Source: INDYweek: The American Dance Festival Goes Virtual, Local, and Grammable in “The World Is Our Stage”

By Byron Woods
June 8, 2020 – Virtual, NC

 
 
“For the lighthearted film Car Tunes, it took West and filmmaker Clark Ivers 12 hours to animate objects in every room of West’s house with stop-motion and other techniques.
 
“They find their voices. They’re singing popular songs and calling me as I wake up, go through the house, and dance with them,” West says.
 
While some artists chafe at time constraints like these, he considers them a gift: “You can cross off all these things and then focus on what the opportunities are.””
 
   ** This video was created by invitation of the American Dance Festival with support from The Forrest at Duke.
 

 
Local dance makers weren’t expecting to hear from the American Dance Festival after the COVID-19 pandemic wiped out its summer 2020 season in Durham.

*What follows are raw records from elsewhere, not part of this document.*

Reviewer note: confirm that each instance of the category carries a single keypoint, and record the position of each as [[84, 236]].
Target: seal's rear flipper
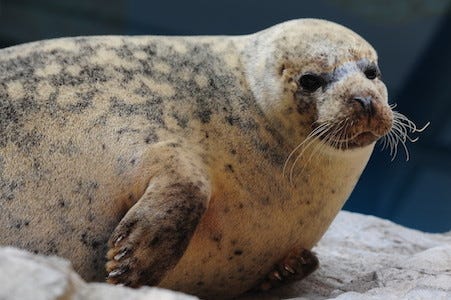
[[296, 266], [154, 233]]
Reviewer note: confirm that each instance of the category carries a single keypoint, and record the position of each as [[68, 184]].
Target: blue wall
[[413, 39]]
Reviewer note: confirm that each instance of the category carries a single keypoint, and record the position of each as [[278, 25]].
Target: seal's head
[[315, 76]]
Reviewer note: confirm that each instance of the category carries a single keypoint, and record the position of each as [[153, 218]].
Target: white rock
[[362, 257], [26, 276]]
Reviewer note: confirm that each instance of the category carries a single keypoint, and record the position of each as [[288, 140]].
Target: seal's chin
[[361, 140], [358, 140]]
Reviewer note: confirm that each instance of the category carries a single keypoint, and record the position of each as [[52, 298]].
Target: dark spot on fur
[[229, 168], [61, 203], [238, 252], [204, 115], [155, 241], [265, 200]]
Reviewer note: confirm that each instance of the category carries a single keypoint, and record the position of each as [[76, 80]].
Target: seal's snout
[[366, 103]]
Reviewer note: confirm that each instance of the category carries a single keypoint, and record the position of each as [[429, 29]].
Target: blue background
[[413, 38]]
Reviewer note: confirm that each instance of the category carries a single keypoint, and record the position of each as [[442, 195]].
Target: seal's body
[[174, 152]]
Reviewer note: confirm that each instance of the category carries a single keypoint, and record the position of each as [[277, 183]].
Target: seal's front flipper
[[155, 232], [296, 266]]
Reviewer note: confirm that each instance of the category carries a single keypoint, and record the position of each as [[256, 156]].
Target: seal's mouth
[[358, 140]]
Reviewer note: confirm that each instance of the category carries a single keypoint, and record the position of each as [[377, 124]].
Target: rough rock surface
[[362, 257]]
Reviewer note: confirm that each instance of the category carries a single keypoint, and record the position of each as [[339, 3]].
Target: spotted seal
[[209, 165]]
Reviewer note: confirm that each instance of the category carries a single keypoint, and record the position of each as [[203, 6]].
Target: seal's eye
[[371, 72], [311, 82]]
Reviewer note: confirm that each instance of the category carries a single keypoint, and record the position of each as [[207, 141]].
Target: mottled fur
[[170, 151]]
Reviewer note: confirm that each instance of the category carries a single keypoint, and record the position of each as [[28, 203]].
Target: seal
[[209, 165]]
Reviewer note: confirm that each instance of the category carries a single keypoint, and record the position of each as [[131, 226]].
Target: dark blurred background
[[413, 38]]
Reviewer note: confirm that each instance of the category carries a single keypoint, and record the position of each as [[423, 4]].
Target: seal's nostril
[[366, 103]]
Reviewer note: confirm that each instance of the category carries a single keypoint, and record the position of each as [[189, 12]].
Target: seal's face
[[349, 103], [330, 77]]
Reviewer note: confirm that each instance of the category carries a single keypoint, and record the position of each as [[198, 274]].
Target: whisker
[[400, 133]]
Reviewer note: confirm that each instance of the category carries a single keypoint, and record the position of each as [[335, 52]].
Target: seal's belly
[[242, 236]]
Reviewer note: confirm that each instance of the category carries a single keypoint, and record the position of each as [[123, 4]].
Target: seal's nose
[[366, 103]]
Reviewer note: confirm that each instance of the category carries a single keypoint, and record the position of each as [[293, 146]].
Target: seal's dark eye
[[310, 82], [371, 72]]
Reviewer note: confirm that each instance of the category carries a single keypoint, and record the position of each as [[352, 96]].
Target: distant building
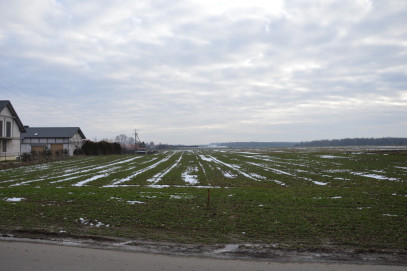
[[55, 139], [11, 128]]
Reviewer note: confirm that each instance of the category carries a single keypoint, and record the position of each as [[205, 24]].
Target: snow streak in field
[[81, 183], [188, 178], [74, 171], [128, 178], [234, 167], [157, 177], [375, 176]]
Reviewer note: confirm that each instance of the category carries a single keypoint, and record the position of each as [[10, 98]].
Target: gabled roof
[[52, 132], [7, 103]]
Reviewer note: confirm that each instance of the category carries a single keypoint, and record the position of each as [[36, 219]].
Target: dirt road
[[29, 256]]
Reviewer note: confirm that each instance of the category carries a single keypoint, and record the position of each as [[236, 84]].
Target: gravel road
[[29, 256]]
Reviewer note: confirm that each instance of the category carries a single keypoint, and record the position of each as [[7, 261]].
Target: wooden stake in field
[[208, 199]]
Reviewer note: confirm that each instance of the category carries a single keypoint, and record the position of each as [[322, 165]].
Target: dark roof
[[7, 103], [52, 132]]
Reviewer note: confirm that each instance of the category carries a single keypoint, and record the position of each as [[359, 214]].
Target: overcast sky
[[196, 72]]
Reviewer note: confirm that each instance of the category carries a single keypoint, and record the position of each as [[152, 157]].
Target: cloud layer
[[196, 72]]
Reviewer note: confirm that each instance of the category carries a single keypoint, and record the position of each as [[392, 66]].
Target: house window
[[8, 129]]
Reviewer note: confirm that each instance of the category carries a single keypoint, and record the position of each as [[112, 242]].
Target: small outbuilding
[[11, 128], [62, 140]]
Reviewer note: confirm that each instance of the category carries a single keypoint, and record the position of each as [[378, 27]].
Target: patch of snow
[[82, 183], [157, 177], [234, 167], [227, 248], [135, 202], [374, 176], [188, 178], [331, 156], [14, 199], [229, 175], [181, 197], [128, 178]]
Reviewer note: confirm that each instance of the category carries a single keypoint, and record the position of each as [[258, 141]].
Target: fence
[[9, 156]]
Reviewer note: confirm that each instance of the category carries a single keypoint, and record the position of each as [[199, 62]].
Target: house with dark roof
[[62, 140], [11, 128]]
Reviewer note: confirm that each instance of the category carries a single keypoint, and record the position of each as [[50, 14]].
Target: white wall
[[13, 144]]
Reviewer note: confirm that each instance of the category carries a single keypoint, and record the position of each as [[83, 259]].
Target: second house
[[56, 139]]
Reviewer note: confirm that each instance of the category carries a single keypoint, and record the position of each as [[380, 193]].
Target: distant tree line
[[385, 141], [256, 144], [99, 148]]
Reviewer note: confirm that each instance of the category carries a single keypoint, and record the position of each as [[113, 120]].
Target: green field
[[293, 198]]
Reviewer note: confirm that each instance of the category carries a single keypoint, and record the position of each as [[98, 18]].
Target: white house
[[55, 139], [11, 128]]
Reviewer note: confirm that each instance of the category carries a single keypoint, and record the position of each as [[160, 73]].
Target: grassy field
[[293, 198]]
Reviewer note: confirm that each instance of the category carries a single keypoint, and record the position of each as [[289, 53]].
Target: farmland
[[291, 198]]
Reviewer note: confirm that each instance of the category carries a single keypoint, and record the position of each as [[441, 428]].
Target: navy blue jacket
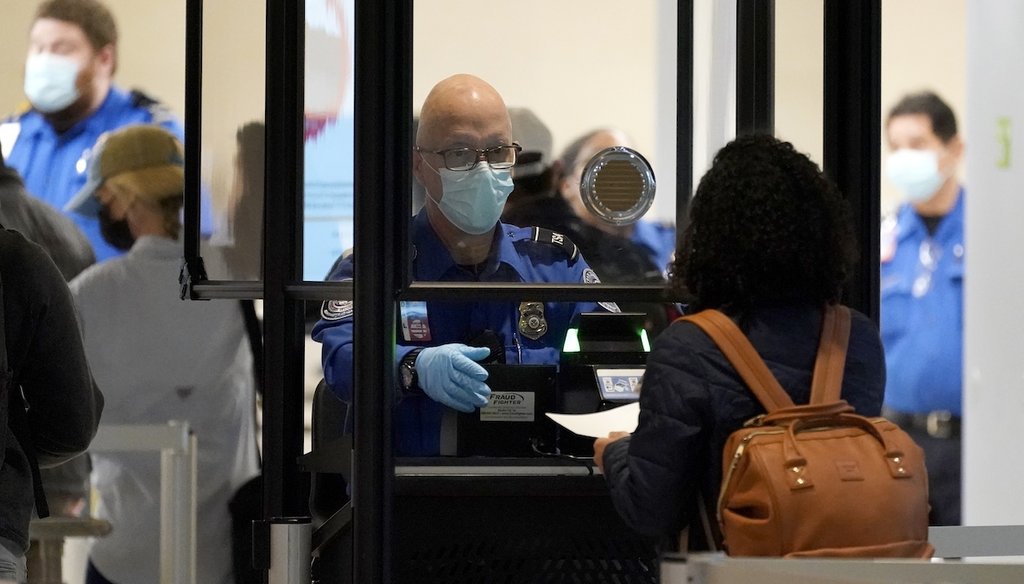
[[692, 400]]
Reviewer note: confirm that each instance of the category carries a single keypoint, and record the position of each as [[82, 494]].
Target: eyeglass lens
[[466, 158]]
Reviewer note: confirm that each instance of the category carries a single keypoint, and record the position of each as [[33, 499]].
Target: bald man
[[463, 158]]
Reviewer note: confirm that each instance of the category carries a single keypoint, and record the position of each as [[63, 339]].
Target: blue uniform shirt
[[515, 256], [658, 240], [922, 283], [53, 165]]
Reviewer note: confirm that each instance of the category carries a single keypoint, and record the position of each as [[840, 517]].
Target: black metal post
[[684, 113], [755, 66], [852, 116], [193, 270], [383, 113], [283, 315]]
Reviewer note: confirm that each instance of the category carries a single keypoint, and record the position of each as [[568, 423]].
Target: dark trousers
[[942, 457], [92, 576]]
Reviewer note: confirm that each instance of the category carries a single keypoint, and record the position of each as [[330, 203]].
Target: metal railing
[[178, 455]]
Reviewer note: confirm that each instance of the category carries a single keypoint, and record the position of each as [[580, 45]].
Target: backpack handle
[[830, 361]]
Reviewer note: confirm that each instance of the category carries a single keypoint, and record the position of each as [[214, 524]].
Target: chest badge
[[531, 322]]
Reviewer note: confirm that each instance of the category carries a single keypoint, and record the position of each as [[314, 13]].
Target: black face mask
[[115, 232]]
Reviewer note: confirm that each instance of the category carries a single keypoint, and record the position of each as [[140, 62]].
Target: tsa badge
[[531, 322], [590, 277], [336, 309]]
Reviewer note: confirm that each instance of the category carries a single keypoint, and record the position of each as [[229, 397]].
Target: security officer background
[[464, 156], [69, 75], [923, 291]]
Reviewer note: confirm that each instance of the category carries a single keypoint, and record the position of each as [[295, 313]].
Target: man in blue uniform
[[69, 83], [464, 157], [922, 283]]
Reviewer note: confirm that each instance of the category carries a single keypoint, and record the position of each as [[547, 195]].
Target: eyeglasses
[[462, 159]]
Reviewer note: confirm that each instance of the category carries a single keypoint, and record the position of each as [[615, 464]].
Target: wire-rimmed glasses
[[462, 159]]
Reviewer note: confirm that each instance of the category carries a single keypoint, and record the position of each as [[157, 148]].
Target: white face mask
[[915, 172], [49, 81], [473, 200]]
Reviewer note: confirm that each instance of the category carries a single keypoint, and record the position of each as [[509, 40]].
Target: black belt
[[937, 424]]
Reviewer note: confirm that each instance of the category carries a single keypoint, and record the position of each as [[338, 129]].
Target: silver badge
[[336, 309], [590, 277], [531, 322]]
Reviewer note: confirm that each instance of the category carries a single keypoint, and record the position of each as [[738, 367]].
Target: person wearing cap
[[69, 83], [463, 157], [657, 239], [159, 359]]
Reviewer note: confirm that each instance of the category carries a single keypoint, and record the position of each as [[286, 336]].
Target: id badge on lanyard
[[415, 325]]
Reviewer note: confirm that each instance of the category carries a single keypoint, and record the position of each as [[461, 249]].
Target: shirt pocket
[[897, 298]]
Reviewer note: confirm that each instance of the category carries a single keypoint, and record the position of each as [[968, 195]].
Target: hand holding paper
[[623, 418]]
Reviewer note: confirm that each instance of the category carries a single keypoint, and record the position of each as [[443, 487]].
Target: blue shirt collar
[[432, 259], [911, 224]]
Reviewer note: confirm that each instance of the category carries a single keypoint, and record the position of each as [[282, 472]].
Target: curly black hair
[[766, 226]]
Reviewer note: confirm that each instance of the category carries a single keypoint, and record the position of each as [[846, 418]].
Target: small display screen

But then, in mid-May, 20 of them received a challenge from the venerable modern dance festival, with the promise of payment and a fast-approaching deadline. The assignment? Make a new dance video—exactly 60 seconds long—over the next two weeks and follow social distancing guidelines while you do it.

We’ll see the results in the virtual mini-festival The World Is Our Stage. Monday, June 8–Friday, June 12, the festival will screen four videos each day in a special section on its website. On Saturday, June 13 and Sunday, June 14, when the full collection of videos has been posted, viewers across the world will vote on their favorites.

The creators of the three most-popular videos will win honorariums from $250 to $1,000 and free studio time at ADF’s dance studios on Broad Street. (All participants will receive a $200 stipend.) The winners will be announced Monday, June 15, three days before the festival was originally scheduled to start.

“We’re trying to find ways to continue to support local artists and stay in conversation with our audiences,” executive director Jodee Nimerichter says. “In a time when it’s difficult to know what to do, this gives artists an outlet to be creative, to have a voice, and be seen. It also lets our audience see artists they’ve never seen before.”

Durham choreographer Justin Tornow might have a slight edge on some of the other entrants. Since the start of the shelter-in-place restrictions, she’d already been making short dance films and posting them online. She made a piece called And Now, This with sound design by Ultrabillions, her collaborator in the dance-and-sound duo Beta Tests.

The project helped fill the gap when Tornow’s company lost its chance to perform at the festival this summer, and the virtual form does have its advantages.

“In film we can disrupt space and time,” Tornow says. “Plus, 60 seconds is fun. We’re all kind of used to that on Instagram already. Many artists struggle with editing; to be legible, clear, and interesting in that time frame is a beautiful challenge.”

The festival, which is sponsored by the continuing-care retirement community The Forest at Duke, also features Megan Yankee, Anna Barker, Alyssa Noble, Kristin Taylor Duncan, Ronald West, and other local choreographers and dancers who are familiar to INDY readers.
 
For the lighthearted film Car Tunes, it took West and filmmaker Clark Ivers 12 hours to animate objects in every room of West’s house with stop-motion and other techniques.
 
“They find their voices. They’re singing popular songs and calling me as I wake up, go through the house, and dance with them,” West says.
 
While some artists chafe at time constraints like these, he considers them a gift: “You can cross off all these things and then focus on what the opportunities are.”